Artikel 9. (nieuwsbladen en tijdschriften)

  • 1 De in artikel 2, eerste lid, van de wet vervatte verboden gelden niet ten aanzien van winkels, waar uitsluitend of hoofdzakelijk nieuwsbladen en tijdschriften plegen te worden verkocht.

  • 2 De in artikel 2, tweede lid, van de wet vervatte verboden gelden niet ten aanzien van het te koop aanbieden en verkopen van nieuwsbladen en tijdschriften.

Artikel 10. (bepaalde winkels)

De in artikel 2, eerste lid, van de wet vervatte verboden, voor zover deze betrekking hebben op de zondag en de feestdagen, gelden niet ten aanzien van:

  • a. musea;

  • b. winkels, waar uitsluitend maaltijden, voor directe consumptie geschikte eetwaren, alcoholvrije dranken en, door middel van een automaat, tabak en tabaksprodukten, middelen ter voorkoming van zwangerschap en damesverband plegen te worden verkocht;

  • c. winkels waar de bedrijfsactiviteit hoofdzakelijk bestaat uit het verhuren van voorbespeelde videobanden en andere voorbespeelde beelddragers, mits in die winkel geen andere goederen worden te koop aangeboden of verkocht dan videobanden en andere beelddragers, alsmede tijdschriften en catalogi, die betrekking hebben op het te huur aangeboden assortiment.

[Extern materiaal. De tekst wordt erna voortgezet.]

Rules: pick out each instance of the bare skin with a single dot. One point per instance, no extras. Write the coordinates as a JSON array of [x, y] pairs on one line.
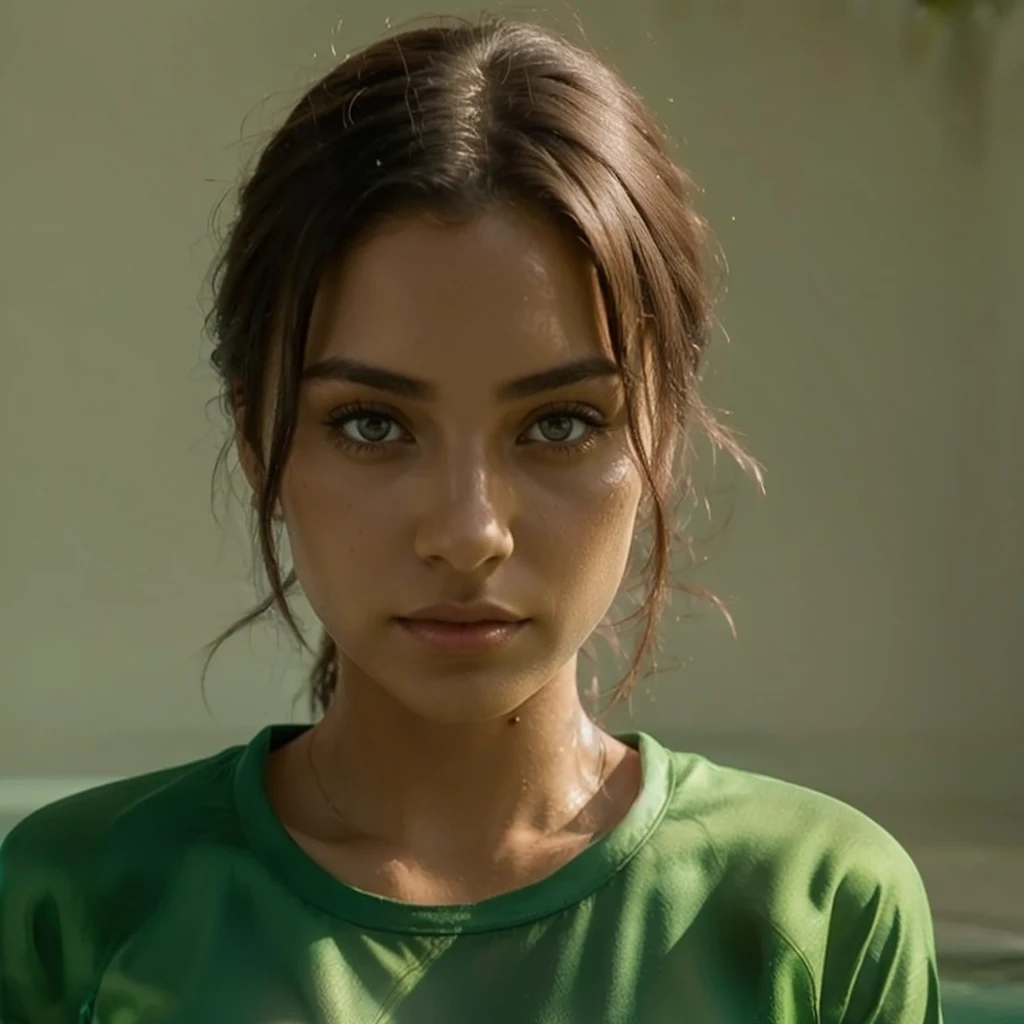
[[454, 779]]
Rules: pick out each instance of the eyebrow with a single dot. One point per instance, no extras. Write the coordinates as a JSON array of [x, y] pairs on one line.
[[340, 369]]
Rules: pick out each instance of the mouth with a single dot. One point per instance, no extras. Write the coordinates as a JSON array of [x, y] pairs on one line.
[[444, 637]]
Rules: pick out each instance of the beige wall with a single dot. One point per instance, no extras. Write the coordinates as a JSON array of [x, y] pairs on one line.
[[877, 367]]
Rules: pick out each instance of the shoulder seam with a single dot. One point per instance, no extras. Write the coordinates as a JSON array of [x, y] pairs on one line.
[[801, 956]]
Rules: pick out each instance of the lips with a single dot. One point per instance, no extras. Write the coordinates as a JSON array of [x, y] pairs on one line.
[[473, 638]]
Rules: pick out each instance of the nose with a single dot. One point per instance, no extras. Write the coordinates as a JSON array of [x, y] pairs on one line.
[[467, 516]]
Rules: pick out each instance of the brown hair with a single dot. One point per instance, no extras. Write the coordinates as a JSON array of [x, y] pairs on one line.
[[451, 119]]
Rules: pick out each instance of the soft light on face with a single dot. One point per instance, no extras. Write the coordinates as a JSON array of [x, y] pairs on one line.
[[460, 491]]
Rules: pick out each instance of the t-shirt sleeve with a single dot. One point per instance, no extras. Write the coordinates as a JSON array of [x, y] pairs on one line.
[[46, 951], [881, 965]]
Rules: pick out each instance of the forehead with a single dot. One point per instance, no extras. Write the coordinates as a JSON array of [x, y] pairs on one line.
[[507, 291]]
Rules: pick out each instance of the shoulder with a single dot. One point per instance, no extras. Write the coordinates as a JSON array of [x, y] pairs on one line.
[[75, 870], [78, 828], [832, 883]]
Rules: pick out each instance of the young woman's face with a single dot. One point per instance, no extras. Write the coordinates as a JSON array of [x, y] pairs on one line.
[[459, 487]]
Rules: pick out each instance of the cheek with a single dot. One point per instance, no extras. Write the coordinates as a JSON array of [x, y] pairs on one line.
[[596, 520]]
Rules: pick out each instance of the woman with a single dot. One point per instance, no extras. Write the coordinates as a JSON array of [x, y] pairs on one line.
[[460, 318]]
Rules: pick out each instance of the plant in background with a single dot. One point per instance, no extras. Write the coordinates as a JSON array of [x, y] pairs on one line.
[[967, 32]]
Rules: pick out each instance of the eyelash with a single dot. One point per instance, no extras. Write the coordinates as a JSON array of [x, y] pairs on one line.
[[357, 411]]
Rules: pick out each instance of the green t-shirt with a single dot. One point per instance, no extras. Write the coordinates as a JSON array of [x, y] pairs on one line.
[[723, 897]]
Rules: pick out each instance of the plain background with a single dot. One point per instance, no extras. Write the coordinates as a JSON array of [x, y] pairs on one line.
[[876, 367]]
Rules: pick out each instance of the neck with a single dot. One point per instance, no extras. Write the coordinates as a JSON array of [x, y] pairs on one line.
[[465, 788]]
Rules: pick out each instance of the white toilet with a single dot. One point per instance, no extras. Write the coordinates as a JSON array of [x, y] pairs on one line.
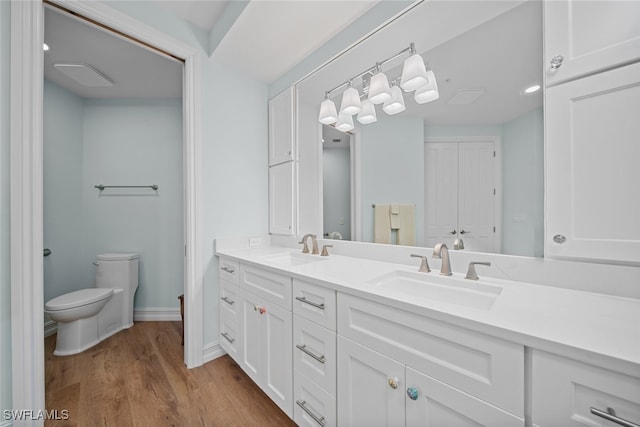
[[88, 316]]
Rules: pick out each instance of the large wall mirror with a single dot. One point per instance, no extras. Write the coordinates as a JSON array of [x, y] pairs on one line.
[[467, 167]]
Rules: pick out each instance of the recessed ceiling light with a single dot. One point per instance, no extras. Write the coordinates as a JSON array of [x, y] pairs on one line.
[[532, 89]]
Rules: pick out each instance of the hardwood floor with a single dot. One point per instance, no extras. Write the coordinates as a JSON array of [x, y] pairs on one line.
[[137, 378]]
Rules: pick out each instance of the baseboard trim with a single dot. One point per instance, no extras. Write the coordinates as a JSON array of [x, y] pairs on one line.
[[211, 352], [50, 328], [156, 314]]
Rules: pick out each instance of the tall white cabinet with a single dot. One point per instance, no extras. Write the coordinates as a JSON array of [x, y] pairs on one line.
[[282, 164], [592, 130]]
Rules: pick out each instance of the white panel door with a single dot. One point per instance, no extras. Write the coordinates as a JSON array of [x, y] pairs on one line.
[[592, 174], [277, 352], [476, 198], [281, 128], [366, 393], [281, 191], [441, 193], [431, 403], [590, 36]]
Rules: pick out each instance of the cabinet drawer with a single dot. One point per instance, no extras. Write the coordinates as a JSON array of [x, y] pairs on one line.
[[486, 367], [431, 403], [315, 303], [229, 300], [229, 338], [271, 286], [229, 270], [314, 353], [564, 391], [313, 406]]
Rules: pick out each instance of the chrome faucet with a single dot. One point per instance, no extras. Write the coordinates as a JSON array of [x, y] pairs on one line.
[[314, 242], [440, 250], [471, 271], [424, 265]]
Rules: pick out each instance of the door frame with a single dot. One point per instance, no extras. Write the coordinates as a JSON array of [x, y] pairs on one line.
[[26, 184], [497, 177]]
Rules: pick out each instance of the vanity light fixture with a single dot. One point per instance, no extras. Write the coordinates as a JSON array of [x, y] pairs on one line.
[[328, 112], [375, 86]]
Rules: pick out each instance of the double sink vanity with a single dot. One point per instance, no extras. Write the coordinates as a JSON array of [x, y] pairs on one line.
[[346, 340]]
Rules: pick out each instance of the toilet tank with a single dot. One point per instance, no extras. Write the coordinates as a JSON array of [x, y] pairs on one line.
[[117, 271]]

Artikel 11. (openstelling anders dan voor verkoop)

  • 1 De in artikel 2, eerste lid, van de wet vervatte verboden, voor zover deze betrekking hebben op de zondag en de feestdagen, gelden niet ten aanzien van:

    • a. winkels, waarin zich een restaurant of lunchroom bevindt, voor zover het laten betreden van de winkel noodzakelijk is voor het bezoeken van het restaurant of de lunchroom;

    • b. winkels waar uitsluitend of hoofdzakelijk fietsen en bromfietsen plegen te worden verkocht, voor zover het laten betreden van de winkel noodzakelijk is voor het huren van fietsen en bromfietsen.

  • 2 De in het eerste lid vervatte vrijstellingen gelden niet ten aanzien van het verkopen van goederen.

Artikel 12. (straatverkoop van bepaalde goederen)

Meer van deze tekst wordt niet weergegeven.